On Wed, Dec 2, 2020 at 12:04 PM Kim Barrett <kim.barrett at oracle.com> wrote:

> > On Dec 1, 2020, at 11:20 PM, Vladimir Kozlov <vladimir.kozlov at oracle.com>
> wrote:
> >
> > Okay. I did not realize that we are already using "rough consensus" in
> our processes.
> > Thank you, Kim, for pointers. I take back my original suggestion.
> >
> > My next suggestion is to change [rough consensus] link to
> https://tools.ietf.org/html/rfc7282 which is used by Vulnerability group
> and also referenced by Wikipedia. It is more formal and will be available
> for longer time.
>
> That seems reasonable.
> https://bugs.openjdk.java.net/browse/JDK-8257589
>
> > On 12/1/20 5:25 PM, David Holmes wrote:
> >> Hi Kim,
> >> "rough consensus" has good precedents and is something we should follow
> here IMO. OpenJDK by-laws are for the formal parts of the OpenJDK processes
> themselves, not for everything single thing done under the OpenJDK banner.
> >> Cheers,
> >> David
> >> On 1/12/2020 4:43 pm, Kim Barrett wrote:
> >>> Even if we don't change, and especially if we do, some further
> refinement of
> >>> the mechanics may be needed. I think the current mechanics may have a
> >>> problem that the request shows up in one's mailbox looking pretty much
> like
> >>> an ordinary RFR. When I was originally thinking about that text we
> were in a
> >>> world of pure email change requests, and the document was still a wiki
> page.
> >>> With the move of the document to the jdk repository and the move to
> github
> >>> and PRs + Skara support for changes, the mechanics are different. It
> might
> >>> be better if it could be subject tagged differently, as we do with
> Call for
> >>> Vote emails. There are probably things we could do about that, if
> others
> >>> agree that's a problem. Or maybe some of you see other problems?
>
> I’d still like to get some feedback on the mechanics.  Is what I’ve done
> for a couple
> of changes working for folks?  That is, is using a normal github PR for
> the change,
> with “yes” votes via review approvals, good enough?  Are there changes
> that would
> make this work better?  I’m mostly worried that we seem to be getting more
> or less
> the same small group of people.  I can’t tell if that’s because others
> aren’t bothering,
> or are they not noticing.  We want high visibility on changes to the Style
> Guide.
>
>
Hi Kim,

For me, it is not lack of interest. But changes to the style guide often
drift to the bottom of the pile since there is so much to do, and
discussing them takes time. hotspot-dev being out of commission for so long
in summer did not help either.

I sometimes do feel ambivalent about new features, like they don't bring
enough to the table to justify the churn. One example, Uniform
Initialization increased the number of idioms one has to know, without
simplifying anything, since old-style initialization won't go away. But my
emotions are never strong enough to publicly block such a proposal with a
negative vote, especially in the face of exclusively positive feedback.
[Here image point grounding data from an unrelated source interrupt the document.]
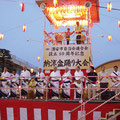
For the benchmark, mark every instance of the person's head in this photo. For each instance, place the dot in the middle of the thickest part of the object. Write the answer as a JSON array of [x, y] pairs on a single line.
[[5, 69], [68, 29], [115, 68], [92, 69], [78, 68], [40, 70], [24, 67], [77, 23], [13, 72], [66, 69], [55, 69], [103, 68]]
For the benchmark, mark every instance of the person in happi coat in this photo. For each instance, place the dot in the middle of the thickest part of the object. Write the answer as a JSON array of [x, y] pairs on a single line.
[[55, 78], [40, 85], [78, 82], [67, 78]]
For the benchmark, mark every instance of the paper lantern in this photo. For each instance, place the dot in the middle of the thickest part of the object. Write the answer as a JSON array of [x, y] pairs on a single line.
[[1, 36], [24, 28], [119, 23], [109, 37], [109, 7], [31, 70], [38, 58], [55, 2], [22, 7]]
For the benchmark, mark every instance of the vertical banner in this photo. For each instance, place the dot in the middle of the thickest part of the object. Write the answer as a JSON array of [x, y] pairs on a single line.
[[66, 55]]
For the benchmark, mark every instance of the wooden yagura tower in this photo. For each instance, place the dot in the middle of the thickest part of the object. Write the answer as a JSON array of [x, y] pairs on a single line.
[[65, 13]]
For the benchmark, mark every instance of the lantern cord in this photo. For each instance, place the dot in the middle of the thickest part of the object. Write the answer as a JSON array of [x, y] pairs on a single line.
[[18, 26], [107, 33], [110, 16], [117, 9]]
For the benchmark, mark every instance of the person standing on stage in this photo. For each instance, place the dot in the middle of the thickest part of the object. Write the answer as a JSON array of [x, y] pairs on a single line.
[[79, 29], [67, 35], [103, 77], [54, 82], [67, 78], [25, 73], [41, 82], [25, 77], [5, 75], [78, 81], [14, 84], [92, 80], [15, 77], [116, 78]]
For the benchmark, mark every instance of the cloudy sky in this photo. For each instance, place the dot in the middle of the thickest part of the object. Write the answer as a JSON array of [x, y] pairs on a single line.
[[12, 20]]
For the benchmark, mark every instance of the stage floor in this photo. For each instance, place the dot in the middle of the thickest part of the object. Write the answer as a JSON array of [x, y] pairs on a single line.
[[64, 101]]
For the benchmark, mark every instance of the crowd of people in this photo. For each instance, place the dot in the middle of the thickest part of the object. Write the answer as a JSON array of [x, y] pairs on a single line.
[[55, 85], [80, 37]]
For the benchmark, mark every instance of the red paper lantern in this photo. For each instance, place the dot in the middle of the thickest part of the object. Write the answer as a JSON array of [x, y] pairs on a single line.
[[119, 23], [109, 6], [38, 58], [31, 70], [1, 36], [109, 37], [22, 7], [24, 28]]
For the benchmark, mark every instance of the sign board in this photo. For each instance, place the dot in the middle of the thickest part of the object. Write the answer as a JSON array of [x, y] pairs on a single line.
[[66, 55]]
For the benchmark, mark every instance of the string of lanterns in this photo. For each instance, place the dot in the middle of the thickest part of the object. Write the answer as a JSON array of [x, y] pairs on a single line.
[[22, 5]]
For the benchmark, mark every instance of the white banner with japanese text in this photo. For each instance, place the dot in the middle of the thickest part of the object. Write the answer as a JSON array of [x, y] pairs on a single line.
[[66, 55]]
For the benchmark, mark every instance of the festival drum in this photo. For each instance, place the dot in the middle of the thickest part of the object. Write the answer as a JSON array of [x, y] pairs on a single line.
[[83, 38]]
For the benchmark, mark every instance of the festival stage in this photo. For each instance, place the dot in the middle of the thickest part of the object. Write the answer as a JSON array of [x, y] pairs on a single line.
[[53, 109]]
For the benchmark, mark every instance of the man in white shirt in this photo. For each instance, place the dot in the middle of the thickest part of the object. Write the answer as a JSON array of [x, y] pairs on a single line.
[[54, 81], [5, 75], [103, 78], [40, 83], [78, 81], [14, 83], [116, 79], [25, 75], [15, 77], [67, 78]]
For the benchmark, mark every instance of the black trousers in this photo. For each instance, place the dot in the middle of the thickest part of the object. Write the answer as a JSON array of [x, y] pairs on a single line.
[[78, 39]]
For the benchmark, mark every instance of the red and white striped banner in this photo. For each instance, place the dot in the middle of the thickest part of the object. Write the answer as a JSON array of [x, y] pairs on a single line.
[[41, 110]]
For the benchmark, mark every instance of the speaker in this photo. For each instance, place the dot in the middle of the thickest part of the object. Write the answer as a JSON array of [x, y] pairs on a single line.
[[107, 95]]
I have no ready proposals of how to improve the process, just the vague
feeling that PRs are maybe a bit low-key. And sometimes move too fast.
Especially since the mail flood increased a lot since we switched to skara
tooling.

Note that this is not to question your work in any way; on the contrary, I
really appreciate what you do. But you wondered about the silence, and I
tried to answer that with my perspective.